Le contenu du contrat-type
Nous en avons parlé la semaine dernière, le nouveau contrat de syndic qui était attendu (surtout par les copropriétaires) fait déjà débat. En effet il présente une erreur majeure dont on ne peut connaitre les conséquences. Mais commençons d’abord par parler de son contenu et notamment la rémunération forfaitaire.
La rémunération forfaitaire est le coeur de ce contrat type, mais concrètement qu’est ce que cela signifie ? Cela signifie que le syndic pour les prestations ‘dites’ courantes ne pourra pas demander de rémunération supplémentaire. Ainsi le forfait convenu entre les parties comprend toutes les prestations fournies par le syndic dans le cadre de ses missions prévus par la loi du 10 juillet 1965 et son décret d’application du 17 mars 1967. On pense notamment à l'organisation de l'assemblée générale ordinaire, l'ouverture d'un compte bancaire séparé, l'archivage des documents de la copropriété mais surtout les frais de photocopie.
Par contre il y a toujours des prestations particulières qui peuvent donner lieu à rémunération complémentaire : ces prestations sont maintenant détaillées et tarifées dans le nouveau contrat.

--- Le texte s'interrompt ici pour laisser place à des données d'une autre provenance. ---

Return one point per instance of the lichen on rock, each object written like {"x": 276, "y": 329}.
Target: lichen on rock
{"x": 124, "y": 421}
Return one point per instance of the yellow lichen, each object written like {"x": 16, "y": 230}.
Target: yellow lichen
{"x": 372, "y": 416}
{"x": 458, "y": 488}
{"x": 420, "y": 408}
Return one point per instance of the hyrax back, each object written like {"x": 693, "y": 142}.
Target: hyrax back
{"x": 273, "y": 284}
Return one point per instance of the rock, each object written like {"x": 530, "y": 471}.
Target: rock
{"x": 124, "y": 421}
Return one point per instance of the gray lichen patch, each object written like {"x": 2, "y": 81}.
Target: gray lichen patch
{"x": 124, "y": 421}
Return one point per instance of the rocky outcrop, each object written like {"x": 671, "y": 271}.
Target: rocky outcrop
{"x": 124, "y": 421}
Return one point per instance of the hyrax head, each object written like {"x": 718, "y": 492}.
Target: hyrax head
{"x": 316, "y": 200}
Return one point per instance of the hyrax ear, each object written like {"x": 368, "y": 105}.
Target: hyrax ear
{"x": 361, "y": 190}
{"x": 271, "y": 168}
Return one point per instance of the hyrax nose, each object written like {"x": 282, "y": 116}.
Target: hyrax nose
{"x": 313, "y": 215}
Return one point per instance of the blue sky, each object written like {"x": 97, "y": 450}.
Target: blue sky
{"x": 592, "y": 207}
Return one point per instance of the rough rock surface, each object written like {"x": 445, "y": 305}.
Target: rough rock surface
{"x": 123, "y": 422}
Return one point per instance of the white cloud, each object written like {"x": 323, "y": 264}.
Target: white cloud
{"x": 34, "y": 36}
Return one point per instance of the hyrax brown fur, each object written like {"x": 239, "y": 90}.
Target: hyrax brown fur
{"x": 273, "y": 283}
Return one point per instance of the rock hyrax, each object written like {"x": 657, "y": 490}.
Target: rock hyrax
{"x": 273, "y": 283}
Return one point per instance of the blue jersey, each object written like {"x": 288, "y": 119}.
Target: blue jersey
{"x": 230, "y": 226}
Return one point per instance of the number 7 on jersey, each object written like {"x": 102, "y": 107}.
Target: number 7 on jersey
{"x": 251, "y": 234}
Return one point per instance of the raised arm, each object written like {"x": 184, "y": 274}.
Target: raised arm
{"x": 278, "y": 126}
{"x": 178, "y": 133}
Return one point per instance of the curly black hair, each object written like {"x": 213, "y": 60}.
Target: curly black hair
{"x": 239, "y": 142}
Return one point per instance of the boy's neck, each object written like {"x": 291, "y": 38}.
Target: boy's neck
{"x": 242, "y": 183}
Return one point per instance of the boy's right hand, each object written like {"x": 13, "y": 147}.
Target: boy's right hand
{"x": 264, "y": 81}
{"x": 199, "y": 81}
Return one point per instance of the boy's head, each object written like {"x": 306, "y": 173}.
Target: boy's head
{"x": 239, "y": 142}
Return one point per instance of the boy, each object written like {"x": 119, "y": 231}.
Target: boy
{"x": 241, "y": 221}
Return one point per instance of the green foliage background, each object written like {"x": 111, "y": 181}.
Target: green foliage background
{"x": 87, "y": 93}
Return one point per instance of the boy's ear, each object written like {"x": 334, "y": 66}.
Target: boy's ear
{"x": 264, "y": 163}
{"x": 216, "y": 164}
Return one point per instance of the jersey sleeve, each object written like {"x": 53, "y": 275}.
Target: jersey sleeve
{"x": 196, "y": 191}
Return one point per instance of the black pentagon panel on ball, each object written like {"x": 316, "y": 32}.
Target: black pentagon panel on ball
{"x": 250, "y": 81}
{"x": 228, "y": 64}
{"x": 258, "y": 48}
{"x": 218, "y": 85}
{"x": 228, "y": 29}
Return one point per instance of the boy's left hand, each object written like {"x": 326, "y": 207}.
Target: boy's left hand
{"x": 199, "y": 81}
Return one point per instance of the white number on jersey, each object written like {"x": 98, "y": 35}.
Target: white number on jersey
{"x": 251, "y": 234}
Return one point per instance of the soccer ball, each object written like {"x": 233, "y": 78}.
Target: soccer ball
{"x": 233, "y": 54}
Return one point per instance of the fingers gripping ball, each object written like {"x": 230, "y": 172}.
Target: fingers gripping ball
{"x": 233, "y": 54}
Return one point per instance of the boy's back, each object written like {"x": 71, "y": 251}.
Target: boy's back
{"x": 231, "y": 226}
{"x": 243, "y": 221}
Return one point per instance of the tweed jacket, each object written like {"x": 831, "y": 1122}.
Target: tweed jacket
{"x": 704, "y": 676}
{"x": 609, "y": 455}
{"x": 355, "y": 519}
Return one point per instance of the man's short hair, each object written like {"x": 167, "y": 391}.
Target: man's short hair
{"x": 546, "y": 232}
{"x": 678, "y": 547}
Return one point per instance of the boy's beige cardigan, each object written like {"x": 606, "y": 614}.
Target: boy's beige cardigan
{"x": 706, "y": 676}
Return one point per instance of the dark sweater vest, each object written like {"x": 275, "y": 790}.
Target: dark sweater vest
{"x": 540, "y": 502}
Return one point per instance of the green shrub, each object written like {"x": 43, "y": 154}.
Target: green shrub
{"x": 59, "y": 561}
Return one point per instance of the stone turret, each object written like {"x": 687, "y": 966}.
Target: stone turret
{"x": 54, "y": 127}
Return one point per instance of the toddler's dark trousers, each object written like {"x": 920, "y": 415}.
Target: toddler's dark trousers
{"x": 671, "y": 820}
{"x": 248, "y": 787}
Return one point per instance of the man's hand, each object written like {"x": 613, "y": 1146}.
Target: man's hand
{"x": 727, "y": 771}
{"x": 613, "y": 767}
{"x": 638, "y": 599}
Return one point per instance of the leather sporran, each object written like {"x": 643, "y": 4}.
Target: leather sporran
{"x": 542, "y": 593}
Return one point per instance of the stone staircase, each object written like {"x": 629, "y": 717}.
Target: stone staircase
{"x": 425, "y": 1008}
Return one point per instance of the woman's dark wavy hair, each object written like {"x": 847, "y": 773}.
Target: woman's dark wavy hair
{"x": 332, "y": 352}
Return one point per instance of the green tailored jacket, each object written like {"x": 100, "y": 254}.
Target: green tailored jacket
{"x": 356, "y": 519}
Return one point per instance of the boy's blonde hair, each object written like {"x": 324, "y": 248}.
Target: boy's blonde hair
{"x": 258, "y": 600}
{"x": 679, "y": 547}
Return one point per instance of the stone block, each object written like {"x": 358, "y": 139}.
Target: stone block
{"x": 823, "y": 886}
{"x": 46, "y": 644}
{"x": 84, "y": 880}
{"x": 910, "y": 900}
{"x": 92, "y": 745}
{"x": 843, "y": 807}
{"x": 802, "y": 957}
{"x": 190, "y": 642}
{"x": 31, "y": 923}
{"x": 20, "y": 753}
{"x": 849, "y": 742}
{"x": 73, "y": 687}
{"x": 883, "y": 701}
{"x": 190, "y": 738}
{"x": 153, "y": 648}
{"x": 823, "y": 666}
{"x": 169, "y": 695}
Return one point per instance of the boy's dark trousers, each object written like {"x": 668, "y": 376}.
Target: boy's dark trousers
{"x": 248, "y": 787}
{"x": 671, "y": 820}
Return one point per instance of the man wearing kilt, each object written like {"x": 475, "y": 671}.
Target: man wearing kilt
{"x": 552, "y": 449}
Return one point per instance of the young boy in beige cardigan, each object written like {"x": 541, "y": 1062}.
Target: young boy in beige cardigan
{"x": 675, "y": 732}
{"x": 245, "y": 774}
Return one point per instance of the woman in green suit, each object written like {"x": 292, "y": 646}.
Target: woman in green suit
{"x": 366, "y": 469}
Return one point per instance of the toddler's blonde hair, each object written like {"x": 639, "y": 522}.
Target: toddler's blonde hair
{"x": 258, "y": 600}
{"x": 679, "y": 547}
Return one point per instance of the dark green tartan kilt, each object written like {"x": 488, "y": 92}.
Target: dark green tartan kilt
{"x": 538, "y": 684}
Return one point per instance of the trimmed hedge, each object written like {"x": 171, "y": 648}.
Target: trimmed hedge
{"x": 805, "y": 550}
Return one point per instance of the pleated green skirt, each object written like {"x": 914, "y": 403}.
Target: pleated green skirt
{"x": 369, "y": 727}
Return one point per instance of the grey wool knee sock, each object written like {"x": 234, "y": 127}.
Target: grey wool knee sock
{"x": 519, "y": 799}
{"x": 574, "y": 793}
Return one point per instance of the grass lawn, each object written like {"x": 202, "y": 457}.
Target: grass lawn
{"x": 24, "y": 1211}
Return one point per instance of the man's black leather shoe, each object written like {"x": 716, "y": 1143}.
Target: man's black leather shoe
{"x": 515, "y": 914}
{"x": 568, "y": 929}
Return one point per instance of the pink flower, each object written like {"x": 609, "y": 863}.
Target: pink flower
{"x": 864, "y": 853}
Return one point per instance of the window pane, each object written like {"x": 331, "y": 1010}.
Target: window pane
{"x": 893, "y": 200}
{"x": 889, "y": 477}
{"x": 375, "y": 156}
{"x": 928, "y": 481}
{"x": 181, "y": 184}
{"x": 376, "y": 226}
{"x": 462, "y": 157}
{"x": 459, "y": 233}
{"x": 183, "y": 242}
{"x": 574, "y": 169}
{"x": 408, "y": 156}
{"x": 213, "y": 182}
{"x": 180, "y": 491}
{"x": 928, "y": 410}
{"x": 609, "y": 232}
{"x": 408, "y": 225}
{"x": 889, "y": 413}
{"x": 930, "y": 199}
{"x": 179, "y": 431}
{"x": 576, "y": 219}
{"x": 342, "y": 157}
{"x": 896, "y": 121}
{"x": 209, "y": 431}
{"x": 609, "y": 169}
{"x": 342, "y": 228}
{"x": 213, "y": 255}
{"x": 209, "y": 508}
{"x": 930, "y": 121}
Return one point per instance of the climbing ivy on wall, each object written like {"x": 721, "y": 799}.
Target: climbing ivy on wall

Les tarifs de ces différentes prestations peuvent être librement négociés entre le syndic et le syndicat des copropriétaires (tarification horaire, prix fixe …).
Malheureusement une erreur s’est glissée dans le contrat ce qui pose un problème concernant sa légalité et conformité avec la loi du 10 juillet 1965.
Explications…
1. Il est indiqué en préambule du contrat que :
Le syndic professionnel ne peut ni demander ni recevoir, directement ou indirectement, d’autres rémunérations, à l’occasion de la mission dont il est chargé au titre du présent contrat, que celles dont les conditions de détermination y sont précisées, y compris en provenance de tiers.
2. Mais il faut en outre rappeler que le contrat de syndic est passé entre le syndic ET le syndicat des copropriétaires, les copropriétaires pris individuellement sont donc… des TIERS au contrat !
3. Or l’article 9 du contrat de syndic dispose que « Le coût des prestations suivantes est imputable au seul copropriétaire concerné et non au syndicat des copropriétaires qui ne peut être tenu d’aucune somme à ce titre. »
Vous voyez le problème ?
L’article 10-1 de la loi du 10 juillet 1965 indique uniquement que ces frais sont imputables au seul copropriétaire concerné et… c’est tout … Cela signifie dans la pratique que : le syndicat règles ses frais en premier mais ceux-ci sont répercutés sur le compte individuel du copropriétaire concerné.
Dès lors le contrat est en contradiction même avec lui même et avec la loi du 10 juillet 1965.
Le copropriétaire débiteur des sommes citées va devoir les régler directement le syndic (cf article 9 du contrat) OR le copropriétaire est un tiers MAIS le syndic ne peut pas recevoir de paiement des tiers (cf Préambule du contrat). C’est le serpent qui se mord la queue.
Ainsi si on respecte le contrat à la lettre, en cas de non paiement des charges par un copropriétaire, les frais recouvrement des charges devra être payé directement au syndic.
Il est difficilement envisageable qu’un copropriétaire débiteur règle directement au syndic les frais de recouvrement…
Malheureusement aucune réponse ministérielle en vue concernant cette « petite erreur » technique.